Así lo entendía San Vicente de Paúl cuando ponía el sacrificio y la mortificación en relación con la búsqueda y el cumplimiento de la voluntad de Dios; con la práctica de la oración, que fortalece nuestras motivaciones; con la capacidad para soportarse los unos a los otros; con la disposición a aceptar las limitaciones y los inconvenientes; con la delicadeza y el respeto en el trato con los otros; con la caridad.
Hoy vemos en nuestra sociedad la capacidad que tantos tienen para afrontar sacrificios y hacer esfuerzos en función de su mayor bienestar. Se entiende, pues, también en nuestro tiempo la disciplina y el trabajo. Desde la fe cristiana, la vocación vicentina y el espíritu de la Regla, se trata ahora de purificar las motivaciones y de orientar nuestro ejercicio. En este contexto, podemos fijarnos en algunos aspectos que pueden expresar la práctica de nuestro sacrificio:
- Cultivar la fidelidad a nuestra fe cristiana y a nuestra vocación vicenciana mediante la práctica asidua de la oración y la participación frecuente en la Eucaristía.
- Ejercitarse en la mortificación de los propios intereses para poner en nuestro centro el interés de nuestro prójimo, especialmente de los pobres.
- Ser capaces de renunciar a aficiones y a tiempo libre para solidarizarnos con otros y ayudarles en sus necesidades.
- Esforzarnos en una vida sobria y austera para poder disponer de más recursos a la hora de compartir con los pobres.
- Mostrarnos tolerantes con respecto a los demás y aceptar gustosamente la diversidad, el pluralismo, lo diferente.

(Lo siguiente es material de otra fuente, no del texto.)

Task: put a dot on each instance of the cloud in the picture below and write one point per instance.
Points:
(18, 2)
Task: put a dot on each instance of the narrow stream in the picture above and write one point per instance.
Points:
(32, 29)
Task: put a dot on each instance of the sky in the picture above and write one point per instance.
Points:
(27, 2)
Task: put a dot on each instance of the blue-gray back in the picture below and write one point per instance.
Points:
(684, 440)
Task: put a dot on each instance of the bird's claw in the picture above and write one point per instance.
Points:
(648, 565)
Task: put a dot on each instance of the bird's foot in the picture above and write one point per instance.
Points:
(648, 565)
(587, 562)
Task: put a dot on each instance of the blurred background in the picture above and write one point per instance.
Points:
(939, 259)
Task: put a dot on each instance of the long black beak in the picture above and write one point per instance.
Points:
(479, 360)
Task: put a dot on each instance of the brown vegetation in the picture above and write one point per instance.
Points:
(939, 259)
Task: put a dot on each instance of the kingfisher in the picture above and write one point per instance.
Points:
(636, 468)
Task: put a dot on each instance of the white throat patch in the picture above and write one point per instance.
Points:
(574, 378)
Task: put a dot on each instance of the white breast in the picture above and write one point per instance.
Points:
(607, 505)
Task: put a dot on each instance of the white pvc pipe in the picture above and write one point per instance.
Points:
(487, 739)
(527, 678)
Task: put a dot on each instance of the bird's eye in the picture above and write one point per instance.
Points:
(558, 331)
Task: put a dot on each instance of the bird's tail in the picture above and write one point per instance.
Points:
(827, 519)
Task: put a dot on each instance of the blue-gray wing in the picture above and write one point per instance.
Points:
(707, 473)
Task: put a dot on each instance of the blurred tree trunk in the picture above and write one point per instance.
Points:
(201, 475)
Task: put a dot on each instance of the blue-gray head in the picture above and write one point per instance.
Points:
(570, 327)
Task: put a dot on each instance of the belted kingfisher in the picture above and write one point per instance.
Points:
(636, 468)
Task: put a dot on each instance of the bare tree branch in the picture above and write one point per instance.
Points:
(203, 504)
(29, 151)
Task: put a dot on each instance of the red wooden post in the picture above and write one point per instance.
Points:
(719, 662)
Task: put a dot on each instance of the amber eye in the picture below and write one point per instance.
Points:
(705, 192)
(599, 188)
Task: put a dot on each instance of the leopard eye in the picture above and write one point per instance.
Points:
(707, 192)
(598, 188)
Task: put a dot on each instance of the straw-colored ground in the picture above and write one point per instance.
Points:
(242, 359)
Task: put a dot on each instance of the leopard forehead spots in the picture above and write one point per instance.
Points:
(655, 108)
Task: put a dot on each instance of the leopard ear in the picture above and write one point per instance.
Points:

- Aprender a ceder, siendo conscientes de que es cediendo como se entiende la gente.
- Acostumbrarnos a canalizar todas nuestras energías para el bien del prójimo.
Se trata, en definitiva, de asociarnos al sacrificio total y por amor de Jesucristo en la cruz y de actualizar ese sacrificio en nuestro servicio a los pobres.